Chapitre II. Cadre théorique de
référence
II.1. L'adoption d'une théorie
Avant d'adopter l'approche théorique qui nous
intéresse, il importe d'examiner les fondements théoriques
couramment utilisées dans le domaine d'intégration
régionale afin de voir dans quelle mesure elles sont pertinentes pour
notre cadre d'analyse.
II.1.1. L'inventaire des théories
La construction du cadre théorique de
référence puise ses fondements essentiellement dans l'article
intitulé «Des fondements théoriques et
stratégiques de la construction communautaire » de
Naceur Bourenane, dans l'ouvrage « Intégration et
coopération régionales en Afrique de l'Ouest » sous la
direction de Réal Lavergne. Il discute de la théorie classique de
(volontariste et de l'instrumentaliste), d'une approche différente
axée sur le concept de la construction communautaire
privilégiant les actions de type stratégique telle que
proposée par N. Bourenane(1996).
II.1.1.1. La théorie classique volontariste
Naceur Bourenane (1996) situe les fondements théoriques
des modèles classiques de l'intégration régionale dans
trois écoles ayant dominé la pensée économique des
années 1960 : l'école néoclassique, l'école
marxiste et l'école développementaliste. Selon lui, les premiers
discours scientifiques sur l'intégration régionale se situaient
dans le prolongement de la théorie des avantages comparatifs et du
commerce international.
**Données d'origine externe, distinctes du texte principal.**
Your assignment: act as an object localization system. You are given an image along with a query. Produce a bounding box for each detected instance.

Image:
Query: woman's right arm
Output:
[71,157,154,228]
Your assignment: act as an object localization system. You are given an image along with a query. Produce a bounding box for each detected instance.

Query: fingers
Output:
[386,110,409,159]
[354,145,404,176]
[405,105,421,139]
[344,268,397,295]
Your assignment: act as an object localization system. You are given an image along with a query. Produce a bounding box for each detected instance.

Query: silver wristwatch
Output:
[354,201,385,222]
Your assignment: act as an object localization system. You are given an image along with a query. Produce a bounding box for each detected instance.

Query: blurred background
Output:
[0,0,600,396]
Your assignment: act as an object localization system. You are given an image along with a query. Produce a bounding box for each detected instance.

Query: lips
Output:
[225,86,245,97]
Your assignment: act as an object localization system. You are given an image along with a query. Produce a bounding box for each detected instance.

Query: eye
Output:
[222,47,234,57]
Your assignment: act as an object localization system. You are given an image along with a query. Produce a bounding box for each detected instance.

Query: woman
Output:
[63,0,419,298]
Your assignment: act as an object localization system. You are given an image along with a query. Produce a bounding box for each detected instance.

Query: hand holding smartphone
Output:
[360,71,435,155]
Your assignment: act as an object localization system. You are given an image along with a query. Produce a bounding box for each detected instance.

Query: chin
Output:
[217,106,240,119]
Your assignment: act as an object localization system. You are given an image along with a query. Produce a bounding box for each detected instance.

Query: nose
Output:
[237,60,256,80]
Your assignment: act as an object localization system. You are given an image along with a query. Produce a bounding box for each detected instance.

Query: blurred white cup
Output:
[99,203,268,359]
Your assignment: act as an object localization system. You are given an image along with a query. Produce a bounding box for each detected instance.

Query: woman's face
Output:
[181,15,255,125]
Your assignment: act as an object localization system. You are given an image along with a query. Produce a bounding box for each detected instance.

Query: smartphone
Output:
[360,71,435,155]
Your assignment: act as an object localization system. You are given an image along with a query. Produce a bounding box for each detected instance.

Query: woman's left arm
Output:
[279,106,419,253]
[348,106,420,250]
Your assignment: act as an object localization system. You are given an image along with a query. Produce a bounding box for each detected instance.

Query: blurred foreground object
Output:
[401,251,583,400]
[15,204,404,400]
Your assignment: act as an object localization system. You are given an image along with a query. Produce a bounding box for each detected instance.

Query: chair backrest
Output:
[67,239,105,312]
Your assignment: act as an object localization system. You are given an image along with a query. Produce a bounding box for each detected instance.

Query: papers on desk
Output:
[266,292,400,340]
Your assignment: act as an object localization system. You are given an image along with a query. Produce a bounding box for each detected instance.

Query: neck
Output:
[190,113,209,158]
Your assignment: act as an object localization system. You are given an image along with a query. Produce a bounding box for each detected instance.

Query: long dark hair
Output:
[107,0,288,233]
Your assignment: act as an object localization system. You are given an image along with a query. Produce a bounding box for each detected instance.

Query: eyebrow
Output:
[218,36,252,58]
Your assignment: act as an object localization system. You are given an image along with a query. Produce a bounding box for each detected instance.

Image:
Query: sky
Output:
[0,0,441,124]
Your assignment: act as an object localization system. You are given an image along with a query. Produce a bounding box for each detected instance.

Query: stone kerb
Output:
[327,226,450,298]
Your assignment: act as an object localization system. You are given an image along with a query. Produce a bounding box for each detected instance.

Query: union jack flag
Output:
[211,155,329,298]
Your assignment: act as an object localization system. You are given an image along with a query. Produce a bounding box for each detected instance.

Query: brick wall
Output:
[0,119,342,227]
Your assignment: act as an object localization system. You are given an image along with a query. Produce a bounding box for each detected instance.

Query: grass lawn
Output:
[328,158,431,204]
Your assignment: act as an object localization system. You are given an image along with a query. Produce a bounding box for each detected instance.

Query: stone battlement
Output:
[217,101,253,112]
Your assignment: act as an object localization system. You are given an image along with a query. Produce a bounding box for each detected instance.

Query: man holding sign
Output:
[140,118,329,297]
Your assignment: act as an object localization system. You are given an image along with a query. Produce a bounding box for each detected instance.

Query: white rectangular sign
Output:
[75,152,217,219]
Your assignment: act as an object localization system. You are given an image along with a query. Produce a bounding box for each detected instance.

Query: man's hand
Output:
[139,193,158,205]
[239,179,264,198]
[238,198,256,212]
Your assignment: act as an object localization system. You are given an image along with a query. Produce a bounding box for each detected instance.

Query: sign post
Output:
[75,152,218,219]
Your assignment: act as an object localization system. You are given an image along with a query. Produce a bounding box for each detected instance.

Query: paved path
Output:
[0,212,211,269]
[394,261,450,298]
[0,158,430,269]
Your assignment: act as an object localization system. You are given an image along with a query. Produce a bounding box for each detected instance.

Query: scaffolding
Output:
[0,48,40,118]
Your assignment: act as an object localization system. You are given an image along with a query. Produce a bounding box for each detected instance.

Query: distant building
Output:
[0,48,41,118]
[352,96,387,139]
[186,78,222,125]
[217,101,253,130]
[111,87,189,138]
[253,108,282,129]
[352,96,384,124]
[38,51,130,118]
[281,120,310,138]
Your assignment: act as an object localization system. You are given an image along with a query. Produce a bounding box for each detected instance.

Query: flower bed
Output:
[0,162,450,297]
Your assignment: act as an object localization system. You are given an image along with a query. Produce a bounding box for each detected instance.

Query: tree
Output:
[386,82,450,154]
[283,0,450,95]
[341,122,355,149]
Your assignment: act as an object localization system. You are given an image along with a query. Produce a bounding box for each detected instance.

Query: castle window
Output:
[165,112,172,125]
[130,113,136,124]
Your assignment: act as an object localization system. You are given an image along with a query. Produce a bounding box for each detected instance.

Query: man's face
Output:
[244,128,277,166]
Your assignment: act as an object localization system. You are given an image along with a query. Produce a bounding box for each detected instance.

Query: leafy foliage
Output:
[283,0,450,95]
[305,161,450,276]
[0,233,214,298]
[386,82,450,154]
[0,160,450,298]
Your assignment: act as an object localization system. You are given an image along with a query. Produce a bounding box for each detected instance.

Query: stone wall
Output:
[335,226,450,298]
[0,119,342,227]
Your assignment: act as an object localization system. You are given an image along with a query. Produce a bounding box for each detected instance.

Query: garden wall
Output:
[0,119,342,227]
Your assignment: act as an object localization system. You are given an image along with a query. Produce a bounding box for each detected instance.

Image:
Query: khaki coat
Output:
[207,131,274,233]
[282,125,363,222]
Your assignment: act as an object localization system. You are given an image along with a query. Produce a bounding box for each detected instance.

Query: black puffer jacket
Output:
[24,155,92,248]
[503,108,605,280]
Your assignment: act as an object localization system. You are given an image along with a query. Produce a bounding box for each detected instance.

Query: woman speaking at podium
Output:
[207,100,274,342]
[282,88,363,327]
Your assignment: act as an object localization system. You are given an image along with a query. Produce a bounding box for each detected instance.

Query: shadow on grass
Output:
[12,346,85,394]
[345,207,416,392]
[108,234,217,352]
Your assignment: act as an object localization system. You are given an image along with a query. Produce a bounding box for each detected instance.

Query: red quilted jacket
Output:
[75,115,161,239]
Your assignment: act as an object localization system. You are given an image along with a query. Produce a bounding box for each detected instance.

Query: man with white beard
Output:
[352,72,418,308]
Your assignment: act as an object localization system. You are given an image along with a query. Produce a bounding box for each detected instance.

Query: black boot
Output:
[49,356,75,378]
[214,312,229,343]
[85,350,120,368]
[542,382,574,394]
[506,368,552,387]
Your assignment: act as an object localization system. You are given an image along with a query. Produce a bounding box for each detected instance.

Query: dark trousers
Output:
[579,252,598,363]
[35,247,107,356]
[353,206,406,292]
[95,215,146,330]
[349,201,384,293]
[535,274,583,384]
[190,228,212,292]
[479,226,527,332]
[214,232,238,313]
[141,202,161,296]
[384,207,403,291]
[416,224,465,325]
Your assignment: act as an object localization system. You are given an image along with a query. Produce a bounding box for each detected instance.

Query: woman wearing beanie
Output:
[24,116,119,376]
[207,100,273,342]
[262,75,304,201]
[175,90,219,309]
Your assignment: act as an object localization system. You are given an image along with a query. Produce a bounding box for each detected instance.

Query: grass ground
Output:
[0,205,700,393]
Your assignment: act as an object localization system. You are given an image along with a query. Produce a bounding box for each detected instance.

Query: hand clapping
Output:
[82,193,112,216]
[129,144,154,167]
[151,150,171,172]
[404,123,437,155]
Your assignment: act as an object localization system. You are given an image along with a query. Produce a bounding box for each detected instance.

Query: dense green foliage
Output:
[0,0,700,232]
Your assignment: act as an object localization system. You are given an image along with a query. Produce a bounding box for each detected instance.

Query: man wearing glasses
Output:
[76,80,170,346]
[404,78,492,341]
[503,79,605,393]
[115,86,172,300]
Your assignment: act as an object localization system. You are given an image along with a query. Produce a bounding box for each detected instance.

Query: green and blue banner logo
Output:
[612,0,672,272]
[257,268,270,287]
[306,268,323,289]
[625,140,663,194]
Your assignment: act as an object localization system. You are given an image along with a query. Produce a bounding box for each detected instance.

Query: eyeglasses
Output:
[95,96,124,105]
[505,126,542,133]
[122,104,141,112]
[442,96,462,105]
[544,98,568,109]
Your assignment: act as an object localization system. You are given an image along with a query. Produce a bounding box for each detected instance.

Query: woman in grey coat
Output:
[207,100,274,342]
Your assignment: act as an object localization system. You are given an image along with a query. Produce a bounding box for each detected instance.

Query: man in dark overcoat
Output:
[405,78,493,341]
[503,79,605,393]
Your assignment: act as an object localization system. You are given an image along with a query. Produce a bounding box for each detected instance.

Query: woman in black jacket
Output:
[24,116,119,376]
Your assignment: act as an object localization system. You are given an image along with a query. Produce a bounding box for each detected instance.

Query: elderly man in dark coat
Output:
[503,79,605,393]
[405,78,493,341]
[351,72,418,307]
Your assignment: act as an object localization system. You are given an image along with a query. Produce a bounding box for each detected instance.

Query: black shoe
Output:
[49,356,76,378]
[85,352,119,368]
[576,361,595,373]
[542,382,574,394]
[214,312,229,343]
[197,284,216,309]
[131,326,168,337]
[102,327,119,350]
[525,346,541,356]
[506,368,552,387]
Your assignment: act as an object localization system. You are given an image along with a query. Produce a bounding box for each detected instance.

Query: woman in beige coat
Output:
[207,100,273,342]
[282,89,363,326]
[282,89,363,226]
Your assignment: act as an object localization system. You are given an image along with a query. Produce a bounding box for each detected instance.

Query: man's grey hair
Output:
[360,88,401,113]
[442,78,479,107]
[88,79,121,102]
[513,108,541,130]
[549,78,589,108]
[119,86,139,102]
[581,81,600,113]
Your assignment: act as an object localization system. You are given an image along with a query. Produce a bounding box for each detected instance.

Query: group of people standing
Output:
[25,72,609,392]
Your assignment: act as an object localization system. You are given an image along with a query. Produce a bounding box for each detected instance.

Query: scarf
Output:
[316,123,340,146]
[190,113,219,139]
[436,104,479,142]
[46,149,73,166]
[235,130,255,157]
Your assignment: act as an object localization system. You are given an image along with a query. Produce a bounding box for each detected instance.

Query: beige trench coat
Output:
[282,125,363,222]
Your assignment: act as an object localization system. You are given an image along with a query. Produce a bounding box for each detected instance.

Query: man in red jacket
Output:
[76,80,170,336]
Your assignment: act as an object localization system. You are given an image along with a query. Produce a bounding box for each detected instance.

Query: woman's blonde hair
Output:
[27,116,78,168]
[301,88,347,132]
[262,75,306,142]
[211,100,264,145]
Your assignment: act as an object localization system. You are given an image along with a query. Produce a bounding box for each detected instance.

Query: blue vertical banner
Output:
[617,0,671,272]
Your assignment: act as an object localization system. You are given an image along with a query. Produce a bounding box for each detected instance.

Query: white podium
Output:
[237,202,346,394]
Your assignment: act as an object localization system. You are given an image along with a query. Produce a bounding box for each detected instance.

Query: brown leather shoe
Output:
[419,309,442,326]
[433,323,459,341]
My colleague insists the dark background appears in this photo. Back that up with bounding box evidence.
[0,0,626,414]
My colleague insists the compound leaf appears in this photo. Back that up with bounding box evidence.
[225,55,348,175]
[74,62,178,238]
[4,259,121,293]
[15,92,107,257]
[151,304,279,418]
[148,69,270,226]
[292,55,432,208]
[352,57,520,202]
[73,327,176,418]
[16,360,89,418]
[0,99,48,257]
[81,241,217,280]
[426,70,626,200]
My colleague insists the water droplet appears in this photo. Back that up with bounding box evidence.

Les recommandations des économistes
libéraux étaient en faveur de la libre circulation des facteurs
de production, ainsi que de la levée des barrières tarifaires et
non tarifaires.
La théorie classique de l'intégration se
développe à partir de la réflexion pionnière de
J.Viner (1950) qui s'intéresse aux effets de l'union douanière
sur l'échange international ; celui-ci montre que la formation d'une
union douanière, qui se traduit par l'institution d'un tarif
extérieur commun, engendre deux effets possibles, l'un de
détournement des échanges, au détriment des pays
non-membres, et l'autre de création des échanges au profit des
pays membres de l'union (B. Békolo-Ebé, 2001). C'est en fonction
de ces deux effets que l'on peut juger de l'incidence et des
conséquences économiques de l'union douanière. Les
développements ultérieurs, que l'on doit notamment à R.G.
Lipsey (1957) et J.E. Meade (1956), analysent l'incidence sur l'utilisation des
ressources du côté des consommateurs et les effets de
bien-être, et s'intéressent, avec C.A. Cooper et B.F. Massell
(1965) aux avantages que 1'union peut présenter en termes de
marché pour chaque économie membre. Ces travaux influencent
fortement le processus dans les PED (H. Myint ,1967 ; G. Meier,
1968 ; R.F. Mikessell (1970) et P. Robson, 1971).
En réduisant les barrières commerciales entre
des pays voisins, la mise en place d'unions douanières et de zones de
libre-échange pouvait être envisagée comme un
mécanisme de rationalisation de l'activité économique de
chaque pays, s'inscrivant ainsi dans le sens d'un renforcement progressif du
commerce international. D'inspiration marxiste-léniniste, une lecture
différente s'y oppose (Inotai, 1982 ; Benallègue, 1987). Selon
cette approche, l'intégration est le résultat d'une
évolution naturelle de l'économie capitaliste dominée par
la loi de l'internationalisation du capital.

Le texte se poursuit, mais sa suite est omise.